All of the devices have a limited useful life for that matter. 3-5 years and its all obsolete.


----------



## Tinky (Aug 3, 2015)

yep, just making the point that manfrotto haven't discovered any brave new worlds, and that their hardware specific approach gives it a limited shelf life. it is very expensive also.


----------



## jthomson (Aug 3, 2015)

Mt Spokane Photography said:


> DSLR controller has stopped development, so its a end of life product that may or may not work with new cameras or devices.



Too bad. It is a great product.


----------



## CaiLeDao (Aug 7, 2015)

Having raised a support call with Manfrotto and had really good responses, I am now happier with the purchase. The focusing between the camera and the Digital Director is working fine. I had never actually used the live view focusing always been AF or manual. So I was actually learning about the limitations of contrast focusing on the camera and not the digital director.

Also now tried it on a 5DSR and happy with that, although it does give me a not supported warning, so the firmware across the 5D's is pretty consistent it would appear.


----------



## lorohungary (Apr 20, 2016)

Hi, Someone could help me setup my 5D Mark III for Manfrotto Digital director. I have iPad Air2 64Gb. Problems: - Touch AF not work, -the software is very slow. I could not find a description of the settings.. 
Someone has experience? Robert


----------



## LDS (Apr 20, 2016)

It looks to me a device that can become obsolete too quickly being based on Apple products that may "obsoleted" whenever Apple decides.
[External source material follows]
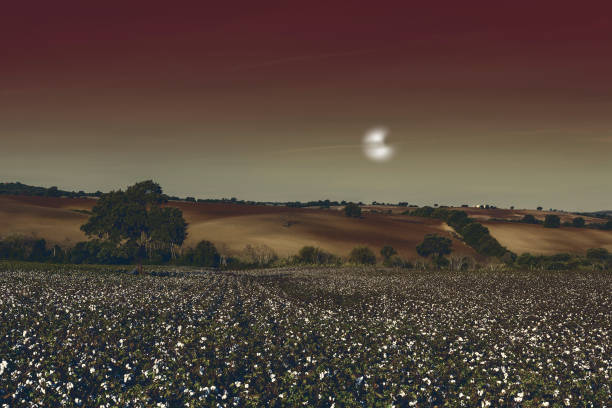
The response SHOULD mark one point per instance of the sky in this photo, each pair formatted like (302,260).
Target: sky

I prefer to use a Windows tablet through a standard USB cable. It runs EOS Utilities without issues, and Lightroom as well.

Now, if only EOS Utilities could be made a little more touch-friendly...


----------



## coffee_king (Jul 2, 2016)

Hi Guys

Ive just received a Manfrotto Digital Director for use with my iPad Air 2 and Canon 5d iii and I cannot view exposure preview in manual mode on the iPad.
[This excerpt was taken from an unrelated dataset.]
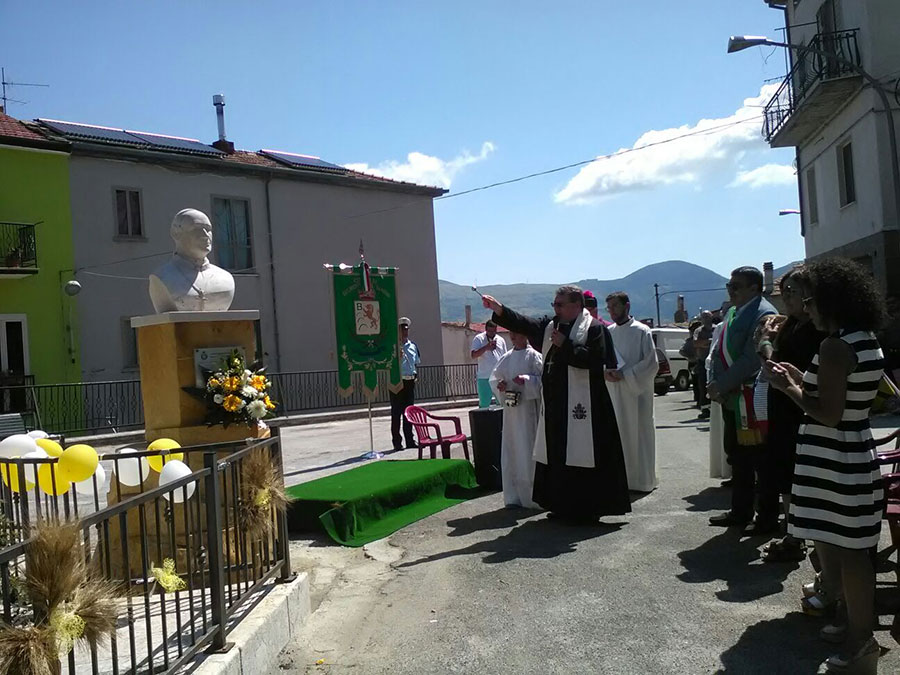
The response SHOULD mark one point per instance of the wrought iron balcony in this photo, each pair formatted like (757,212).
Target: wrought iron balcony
(18,250)
(814,90)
On the app under “Troubleshooting” it states to enable this in the camera, but there is nothing in the camera to enable such a thing.

Does anyone have any advise here because if I cant see the exposure preview in manual mode then this thing is going to be completely useless.

Thanks in advance.


----------



## privatebydesign (Jul 2, 2016)

Page 205 of the English manual. Camera menu page 4, 5th option from the top, Enable 'Expo,simulation'.


----------